I like it since it's extremely simple, doesn't require oil, it's cheap and out of 700+ reviews it has 4.5 out of 5 stars from owners. What are your thoughts on such a device?

Sharpening is a "personal preference" thing. The key to sharpening is maintaining a constant angle, no matter what. I've used different methods, from a waterstone, to diamond rods, to ceramic blocks, to a leather strop (for honing). All work for me, though I find myself using diamond rods and leather strops most often.

the1jeffy;32935 Wrote:Great OP(s), Jah. Can you go a little bit more into the locking mechanisms and why you think some are weaker than others?

Also, why are all these knives are ~$100? What exactly does a ~$30 folder do wrong? Specifically:
[Image: 4CfmD.jpg]
[Image: gWF0i.jpg]

Got this at Bass Pro near Hburgh for under $30. It's been a good EDC for a couple years, and I've had no reason to suspect the lock of being weak, or anything else.

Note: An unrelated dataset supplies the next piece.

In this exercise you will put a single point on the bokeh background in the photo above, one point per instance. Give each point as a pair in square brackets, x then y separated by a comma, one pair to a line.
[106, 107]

All locking mechanisms will fail. ALL of them. That's in their nature. That said, there are some that are stronger than others. Liner locks, in my experience, are the weakest. The strongest lock I've ever had on a knife are the ball bearing detente styleed ones, like the ones Benchmade uses for their 940 model. Lockbacks are pretty tough; Buck got it right years ago.